Popular snack food manufacturer Frito Lays made public their success story of using telematics in managing their army of delivery trucks. They claim that a supervisor can now monitor a fleet of 500 vehicles at a time when he could monitor only 50 earlier. They were also successful in reducing idling time down to 50% as well as insurance claims from anywhere between $1000 to $2000 per vehicle. DHL and many other delivery services are making use of this technology to better plan transport routes, manage fuel economy and gather so many more insights to enable them to run their fleets more efficiently.
Car entertainment presents a very unique and interesting set of opportunity in telematics. Every modern vehicle now comes equipped with a standard music system and other media peripherals. By gathering user preferences over time, one can predict a behavior pattern and subsequently suggest customized media for the drivers consumption. By using GPS data, a mechanism similar to an in-flight suggestion system could be developed for cars and vans, whereby the driver is alerted of popular tourist attractions, fuel depots, restaurants, ATMs etc. Although such systems already exist, using telematics, suggestions can be personalized from a vehicle owners perspective. Imagine an intelligent system that dynamically changes music depending on the style of driving or surrounding traffic. It could automatically play soulful or ambient music when it detects that the car is cruising on a highway or could switch to heavy death metal when it learns that the car has been idle right smack in the middle of a 4km long traffic jam for the past few hours (and thus aid in fueling the fury of the driver).
Similar to the example stated above for dealing with insurance frauds, investigators and safety auditors can now accurately study the data relating to the state of a vehicle that has met with an accident. They could learn the circumstances that led to a mishap and then possibly devise counter measures ensuring they dont happen again.
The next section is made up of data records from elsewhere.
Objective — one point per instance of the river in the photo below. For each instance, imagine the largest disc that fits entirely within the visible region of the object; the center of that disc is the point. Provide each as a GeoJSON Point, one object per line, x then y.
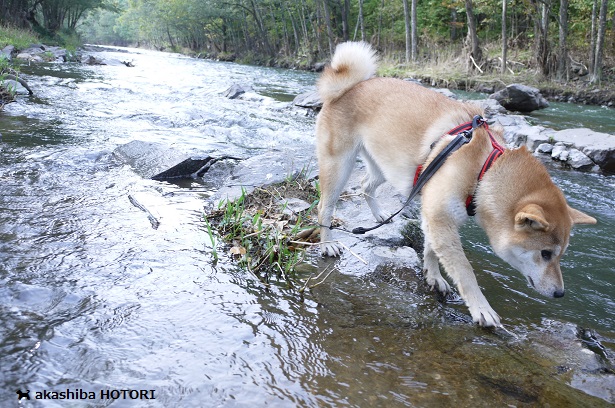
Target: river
{"type": "Point", "coordinates": [94, 300]}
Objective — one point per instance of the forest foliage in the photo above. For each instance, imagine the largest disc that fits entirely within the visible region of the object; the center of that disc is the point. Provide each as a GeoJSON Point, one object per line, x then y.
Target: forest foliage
{"type": "Point", "coordinates": [557, 38]}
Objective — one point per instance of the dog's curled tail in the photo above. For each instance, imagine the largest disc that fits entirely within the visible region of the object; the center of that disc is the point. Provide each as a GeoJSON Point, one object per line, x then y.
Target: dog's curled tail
{"type": "Point", "coordinates": [352, 63]}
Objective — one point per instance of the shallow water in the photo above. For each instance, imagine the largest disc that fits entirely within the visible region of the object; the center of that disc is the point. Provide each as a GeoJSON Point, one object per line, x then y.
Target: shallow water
{"type": "Point", "coordinates": [93, 298]}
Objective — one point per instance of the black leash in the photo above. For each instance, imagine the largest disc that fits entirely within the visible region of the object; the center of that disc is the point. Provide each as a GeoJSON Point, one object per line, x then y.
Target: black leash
{"type": "Point", "coordinates": [461, 139]}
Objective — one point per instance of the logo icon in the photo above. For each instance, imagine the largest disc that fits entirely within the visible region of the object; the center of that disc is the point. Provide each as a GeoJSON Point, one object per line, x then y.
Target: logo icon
{"type": "Point", "coordinates": [22, 395]}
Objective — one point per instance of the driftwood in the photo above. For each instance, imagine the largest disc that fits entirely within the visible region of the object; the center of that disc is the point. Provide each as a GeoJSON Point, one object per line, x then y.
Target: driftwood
{"type": "Point", "coordinates": [21, 81]}
{"type": "Point", "coordinates": [153, 220]}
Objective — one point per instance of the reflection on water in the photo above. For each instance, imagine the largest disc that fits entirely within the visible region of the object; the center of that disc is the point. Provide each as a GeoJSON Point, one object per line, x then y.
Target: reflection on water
{"type": "Point", "coordinates": [93, 298]}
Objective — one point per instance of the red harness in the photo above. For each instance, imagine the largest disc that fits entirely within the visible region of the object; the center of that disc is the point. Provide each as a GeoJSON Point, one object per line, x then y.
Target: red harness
{"type": "Point", "coordinates": [497, 151]}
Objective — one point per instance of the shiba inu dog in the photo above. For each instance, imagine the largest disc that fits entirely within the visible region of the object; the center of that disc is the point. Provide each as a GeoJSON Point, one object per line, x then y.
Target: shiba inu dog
{"type": "Point", "coordinates": [397, 126]}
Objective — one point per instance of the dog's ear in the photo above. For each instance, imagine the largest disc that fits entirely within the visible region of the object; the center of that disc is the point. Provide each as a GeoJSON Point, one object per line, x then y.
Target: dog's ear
{"type": "Point", "coordinates": [579, 217]}
{"type": "Point", "coordinates": [531, 216]}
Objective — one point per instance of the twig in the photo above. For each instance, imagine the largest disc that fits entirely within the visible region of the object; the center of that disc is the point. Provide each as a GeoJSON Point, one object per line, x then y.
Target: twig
{"type": "Point", "coordinates": [305, 286]}
{"type": "Point", "coordinates": [350, 250]}
{"type": "Point", "coordinates": [323, 279]}
{"type": "Point", "coordinates": [475, 64]}
{"type": "Point", "coordinates": [153, 220]}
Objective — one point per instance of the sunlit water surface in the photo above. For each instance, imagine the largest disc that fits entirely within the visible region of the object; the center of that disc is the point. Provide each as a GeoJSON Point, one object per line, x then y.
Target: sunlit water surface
{"type": "Point", "coordinates": [93, 298]}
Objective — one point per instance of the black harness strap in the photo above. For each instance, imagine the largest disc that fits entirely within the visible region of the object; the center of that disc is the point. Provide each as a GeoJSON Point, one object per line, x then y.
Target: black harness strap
{"type": "Point", "coordinates": [463, 136]}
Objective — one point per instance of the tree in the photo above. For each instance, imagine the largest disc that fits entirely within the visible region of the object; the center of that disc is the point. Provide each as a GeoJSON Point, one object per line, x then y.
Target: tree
{"type": "Point", "coordinates": [562, 58]}
{"type": "Point", "coordinates": [408, 31]}
{"type": "Point", "coordinates": [476, 54]}
{"type": "Point", "coordinates": [597, 71]}
{"type": "Point", "coordinates": [504, 37]}
{"type": "Point", "coordinates": [414, 25]}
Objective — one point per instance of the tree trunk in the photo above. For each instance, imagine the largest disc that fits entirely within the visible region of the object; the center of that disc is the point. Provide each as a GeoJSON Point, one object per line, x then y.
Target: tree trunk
{"type": "Point", "coordinates": [504, 38]}
{"type": "Point", "coordinates": [408, 31]}
{"type": "Point", "coordinates": [345, 5]}
{"type": "Point", "coordinates": [475, 51]}
{"type": "Point", "coordinates": [597, 73]}
{"type": "Point", "coordinates": [562, 60]}
{"type": "Point", "coordinates": [329, 28]}
{"type": "Point", "coordinates": [414, 24]}
{"type": "Point", "coordinates": [542, 52]}
{"type": "Point", "coordinates": [592, 36]}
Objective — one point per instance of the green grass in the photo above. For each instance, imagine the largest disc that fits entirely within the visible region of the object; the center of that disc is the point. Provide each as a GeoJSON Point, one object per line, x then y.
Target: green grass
{"type": "Point", "coordinates": [257, 232]}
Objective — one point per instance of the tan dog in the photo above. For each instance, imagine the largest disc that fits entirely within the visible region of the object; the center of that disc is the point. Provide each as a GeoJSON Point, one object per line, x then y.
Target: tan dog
{"type": "Point", "coordinates": [392, 124]}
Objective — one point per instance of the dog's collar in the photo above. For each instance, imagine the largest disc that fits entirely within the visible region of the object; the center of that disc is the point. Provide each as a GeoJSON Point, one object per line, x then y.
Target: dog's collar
{"type": "Point", "coordinates": [498, 150]}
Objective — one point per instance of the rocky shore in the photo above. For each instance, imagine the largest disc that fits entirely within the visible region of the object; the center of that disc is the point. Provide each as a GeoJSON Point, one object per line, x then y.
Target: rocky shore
{"type": "Point", "coordinates": [580, 149]}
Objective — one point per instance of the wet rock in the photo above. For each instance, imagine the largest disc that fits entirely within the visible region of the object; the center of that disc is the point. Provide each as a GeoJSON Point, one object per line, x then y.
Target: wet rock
{"type": "Point", "coordinates": [491, 107]}
{"type": "Point", "coordinates": [599, 147]}
{"type": "Point", "coordinates": [579, 161]}
{"type": "Point", "coordinates": [309, 100]}
{"type": "Point", "coordinates": [91, 60]}
{"type": "Point", "coordinates": [160, 162]}
{"type": "Point", "coordinates": [446, 92]}
{"type": "Point", "coordinates": [560, 343]}
{"type": "Point", "coordinates": [29, 57]}
{"type": "Point", "coordinates": [267, 168]}
{"type": "Point", "coordinates": [518, 132]}
{"type": "Point", "coordinates": [234, 91]}
{"type": "Point", "coordinates": [521, 98]}
{"type": "Point", "coordinates": [400, 256]}
{"type": "Point", "coordinates": [544, 148]}
{"type": "Point", "coordinates": [16, 87]}
{"type": "Point", "coordinates": [559, 152]}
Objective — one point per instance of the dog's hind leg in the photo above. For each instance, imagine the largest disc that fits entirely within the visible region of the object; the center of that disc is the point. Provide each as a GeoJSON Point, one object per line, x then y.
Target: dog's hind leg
{"type": "Point", "coordinates": [370, 183]}
{"type": "Point", "coordinates": [431, 269]}
{"type": "Point", "coordinates": [334, 172]}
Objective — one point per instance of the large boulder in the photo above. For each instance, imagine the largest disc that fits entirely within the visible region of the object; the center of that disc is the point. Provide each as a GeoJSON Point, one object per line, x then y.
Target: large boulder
{"type": "Point", "coordinates": [520, 98]}
{"type": "Point", "coordinates": [309, 100]}
{"type": "Point", "coordinates": [600, 147]}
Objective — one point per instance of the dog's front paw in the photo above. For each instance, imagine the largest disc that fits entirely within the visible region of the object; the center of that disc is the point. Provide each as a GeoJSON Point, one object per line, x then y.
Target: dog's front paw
{"type": "Point", "coordinates": [485, 316]}
{"type": "Point", "coordinates": [330, 249]}
{"type": "Point", "coordinates": [381, 216]}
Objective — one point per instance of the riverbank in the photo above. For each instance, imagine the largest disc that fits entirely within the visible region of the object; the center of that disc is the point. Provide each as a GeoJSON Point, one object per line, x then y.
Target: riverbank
{"type": "Point", "coordinates": [451, 74]}
{"type": "Point", "coordinates": [96, 296]}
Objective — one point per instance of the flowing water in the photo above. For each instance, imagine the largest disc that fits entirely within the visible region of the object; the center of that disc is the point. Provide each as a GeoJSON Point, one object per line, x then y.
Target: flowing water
{"type": "Point", "coordinates": [94, 300]}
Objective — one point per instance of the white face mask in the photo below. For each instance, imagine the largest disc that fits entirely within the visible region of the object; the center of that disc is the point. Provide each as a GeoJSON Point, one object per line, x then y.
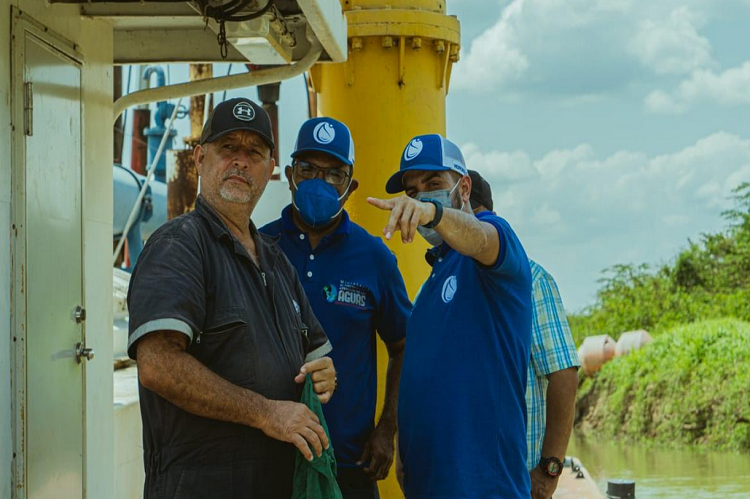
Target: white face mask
{"type": "Point", "coordinates": [445, 198]}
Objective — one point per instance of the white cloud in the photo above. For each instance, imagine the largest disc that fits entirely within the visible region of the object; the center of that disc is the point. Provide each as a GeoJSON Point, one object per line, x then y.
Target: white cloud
{"type": "Point", "coordinates": [731, 87]}
{"type": "Point", "coordinates": [672, 46]}
{"type": "Point", "coordinates": [578, 212]}
{"type": "Point", "coordinates": [586, 47]}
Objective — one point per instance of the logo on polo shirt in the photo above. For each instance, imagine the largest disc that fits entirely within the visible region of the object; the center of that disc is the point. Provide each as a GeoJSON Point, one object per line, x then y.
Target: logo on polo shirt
{"type": "Point", "coordinates": [449, 288]}
{"type": "Point", "coordinates": [244, 111]}
{"type": "Point", "coordinates": [329, 290]}
{"type": "Point", "coordinates": [413, 149]}
{"type": "Point", "coordinates": [350, 294]}
{"type": "Point", "coordinates": [324, 133]}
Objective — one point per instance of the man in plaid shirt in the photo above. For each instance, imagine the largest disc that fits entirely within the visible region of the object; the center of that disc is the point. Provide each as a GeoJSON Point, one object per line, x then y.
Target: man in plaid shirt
{"type": "Point", "coordinates": [552, 379]}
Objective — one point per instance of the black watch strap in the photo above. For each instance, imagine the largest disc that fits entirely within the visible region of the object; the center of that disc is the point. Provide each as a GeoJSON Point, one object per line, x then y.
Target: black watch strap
{"type": "Point", "coordinates": [438, 213]}
{"type": "Point", "coordinates": [551, 466]}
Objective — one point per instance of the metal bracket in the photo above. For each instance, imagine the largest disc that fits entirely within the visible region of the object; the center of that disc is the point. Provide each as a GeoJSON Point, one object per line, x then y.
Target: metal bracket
{"type": "Point", "coordinates": [80, 314]}
{"type": "Point", "coordinates": [28, 108]}
{"type": "Point", "coordinates": [83, 353]}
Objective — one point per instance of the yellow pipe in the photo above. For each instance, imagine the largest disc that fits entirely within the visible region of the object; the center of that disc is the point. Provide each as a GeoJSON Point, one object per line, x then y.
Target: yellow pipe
{"type": "Point", "coordinates": [392, 87]}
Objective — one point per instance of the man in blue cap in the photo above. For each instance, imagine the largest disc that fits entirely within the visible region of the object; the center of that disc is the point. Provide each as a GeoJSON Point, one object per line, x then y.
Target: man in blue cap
{"type": "Point", "coordinates": [462, 409]}
{"type": "Point", "coordinates": [355, 289]}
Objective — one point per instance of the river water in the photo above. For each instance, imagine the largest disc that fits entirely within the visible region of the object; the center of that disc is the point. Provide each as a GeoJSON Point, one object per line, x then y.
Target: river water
{"type": "Point", "coordinates": [665, 473]}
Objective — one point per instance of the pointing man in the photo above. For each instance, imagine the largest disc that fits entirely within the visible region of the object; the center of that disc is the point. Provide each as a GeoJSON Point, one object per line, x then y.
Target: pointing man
{"type": "Point", "coordinates": [356, 290]}
{"type": "Point", "coordinates": [468, 336]}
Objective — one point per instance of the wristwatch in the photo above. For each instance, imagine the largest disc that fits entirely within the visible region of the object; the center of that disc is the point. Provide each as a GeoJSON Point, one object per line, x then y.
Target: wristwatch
{"type": "Point", "coordinates": [551, 466]}
{"type": "Point", "coordinates": [438, 213]}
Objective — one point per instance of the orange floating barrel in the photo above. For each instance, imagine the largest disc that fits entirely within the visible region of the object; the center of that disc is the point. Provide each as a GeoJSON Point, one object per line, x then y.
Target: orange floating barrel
{"type": "Point", "coordinates": [632, 340]}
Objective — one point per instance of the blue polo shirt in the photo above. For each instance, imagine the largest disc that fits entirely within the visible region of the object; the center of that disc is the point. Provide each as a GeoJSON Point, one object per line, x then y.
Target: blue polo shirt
{"type": "Point", "coordinates": [355, 288]}
{"type": "Point", "coordinates": [467, 351]}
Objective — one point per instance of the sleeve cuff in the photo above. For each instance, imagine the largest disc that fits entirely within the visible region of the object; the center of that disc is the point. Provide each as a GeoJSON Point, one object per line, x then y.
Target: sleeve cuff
{"type": "Point", "coordinates": [159, 325]}
{"type": "Point", "coordinates": [319, 352]}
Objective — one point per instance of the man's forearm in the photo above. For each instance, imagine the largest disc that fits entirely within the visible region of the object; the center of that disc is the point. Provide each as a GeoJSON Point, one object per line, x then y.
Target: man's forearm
{"type": "Point", "coordinates": [561, 394]}
{"type": "Point", "coordinates": [469, 236]}
{"type": "Point", "coordinates": [178, 377]}
{"type": "Point", "coordinates": [392, 377]}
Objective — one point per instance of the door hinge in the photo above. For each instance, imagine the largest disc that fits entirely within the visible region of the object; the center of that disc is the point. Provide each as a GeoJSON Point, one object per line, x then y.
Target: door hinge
{"type": "Point", "coordinates": [28, 108]}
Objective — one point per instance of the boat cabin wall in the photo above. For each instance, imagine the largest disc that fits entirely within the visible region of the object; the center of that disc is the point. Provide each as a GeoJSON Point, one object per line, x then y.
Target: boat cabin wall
{"type": "Point", "coordinates": [93, 40]}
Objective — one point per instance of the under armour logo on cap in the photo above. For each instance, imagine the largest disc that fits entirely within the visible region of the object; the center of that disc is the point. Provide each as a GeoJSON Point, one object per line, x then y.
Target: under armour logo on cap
{"type": "Point", "coordinates": [244, 111]}
{"type": "Point", "coordinates": [413, 149]}
{"type": "Point", "coordinates": [324, 133]}
{"type": "Point", "coordinates": [234, 115]}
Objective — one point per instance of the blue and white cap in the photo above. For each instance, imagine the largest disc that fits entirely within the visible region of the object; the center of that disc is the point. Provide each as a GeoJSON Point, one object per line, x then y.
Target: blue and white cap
{"type": "Point", "coordinates": [427, 153]}
{"type": "Point", "coordinates": [325, 135]}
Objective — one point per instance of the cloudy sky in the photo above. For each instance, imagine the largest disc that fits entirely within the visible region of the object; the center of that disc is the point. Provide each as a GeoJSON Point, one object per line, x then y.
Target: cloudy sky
{"type": "Point", "coordinates": [611, 130]}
Incidentally, they could advocate better vehicle safety features in a vehicle after studying the data at hand.
Studying the data generated by their vehicles, manufacturers can be better prepared to develop better variants and upgrades. With a host of data varying across matrices, they can look to improve anything from fuel efficiency and engine performance, to driver comfort, passenger ergonomics and environment friendly vehicles. It could also be beneficial when a customer brings in their vehicle for timely services as the service center would now be better positioned to run maintenance after studying how each component in the car has been performing thus far.
Government agencies can stand to gain knowledge on how the public drives on its roads, to find out which are the most congested and which arent. This could help them suitably plan budgets for maintenances or aid them in making an informed decision on alternate traffic routes. Further, they could plan on increasing the frequencies of public transport along the lines that see more traffic, thus, encouraging its usage more often. In times of emergencies, ambulances and related services can make use of the data to determine the quickest route to their destination that would have minimum blockades.
These are just some of the more obvious use cases in telematics. The information gained from this technology is also being used in developing autonomous self-driving cars, enabling manufacturers to come up with fine-tuned, fuel efficient, and environmentally friendly vehicles into the market. Here at HCL, we have already begun aiding our clients in setting up a backend infrastructure to regulate, monitor, clean, and understand the data provided by vehicles. As time progresses, we stand to understand more of what we have and help our customers and ourselves drive further.